Marion imagined someone burly and gruff—Jessica’s type—though she couldn’t say she’d ever met Roger from maintenance. “Not really.”
Time moved slowly, stiffly, as the two battled in silence with their respective coils of rope. But with each passing minute, Bill became more impatient, agitated, cursing and grunting under his breath.
“You all right?” Marion asked.
He appeared not to have heard. “Do you know where David is stationed this afternoon?”
“David?” Marion prickled. “Why would I know that?”
Bill shook his head. No reply.
Here we go again.
Marion watched a rise of unease in his features, the tic that caused a subtle tremor in his hands. She’d seen it only once before, the first time they’d met—the day of Marion’s recruitment, when Bill had risked his job in order to cover for her. He’d been anxious then, lying, although he’d have preferred not to.
Bill picked up another coil of Twister Rope. But he was too distracted now—a dangerous mistake when dealing with Twister Rope.
The strand he’d chosen slipped from his unready grip. It uncoiled itself, straightened out, then wrapped itself around his left arm. Before Marion could comprehend what was happening, the other side coiled around his neck. The two oppositely charged ends drew themselves together, forcing Bill’s neck into his shoulder, his arm to his neck. “A little help?” he groaned as the coil swiftly tightened.
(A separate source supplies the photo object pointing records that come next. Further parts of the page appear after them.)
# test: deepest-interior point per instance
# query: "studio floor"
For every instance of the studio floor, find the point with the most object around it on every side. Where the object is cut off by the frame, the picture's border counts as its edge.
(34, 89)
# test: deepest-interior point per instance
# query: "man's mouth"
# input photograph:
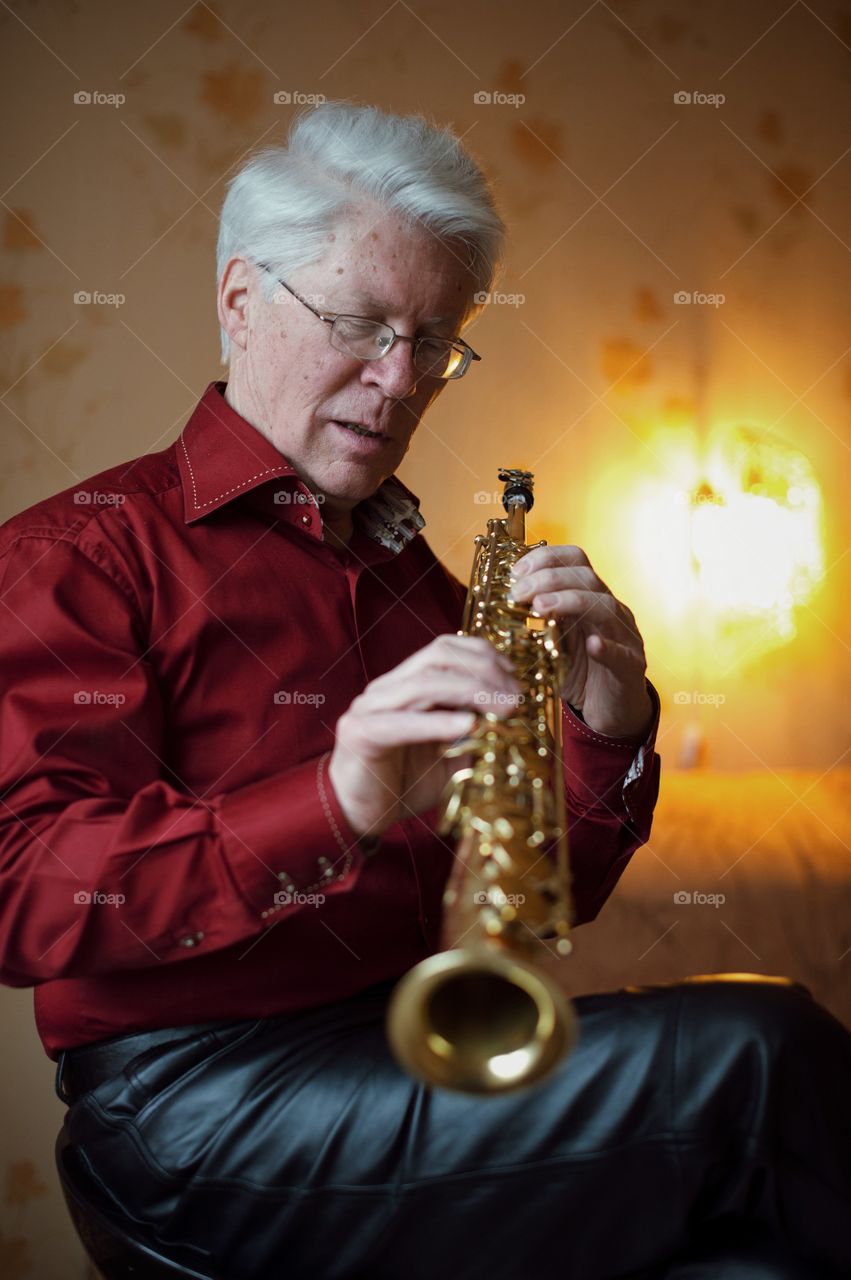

Marion grabbed the opposing ends of rope and yanked them apart at the same time, an act which would demagnetize the strands for a split second, thus allowing a moment in which Bill could slip from its grasp. It worked, and only just in time.
“Christ’s sake...” he spluttered, rubbing the ring of bright ruby bruising on his neck. “What next...”
Marion deposited the offensive coil in the rubber-lined wardrobe, careful to hang it up perfectly straight. She then looked up at the clock on the wall. Somehow, it was already fifteen minutes into their lunch hour. “Come on,” she said, sealing the box of rope and pushing it aside. “We can finish these later.”
But the second they’d left the dank hall, Bill paused. He gripped the back-strap of his bag and glared up at the long stone staircase. Someone was standing right at the top, the outline of their figure partly visible in the dim light.
“I’ve got to go,” he said. “I’ll see you at lunch. Or later.”
“Later when? Where are you going?”
“Just need to run through some work for this afternoon.” The tic in his hand was more obvious now. “See you later.”
As Bill made his way upstairs, the figure at the top of the staircase stepped farther into the light. David slipped his right hand into his coat pocket. Words were exchanged and the two disappeared together down the corridor.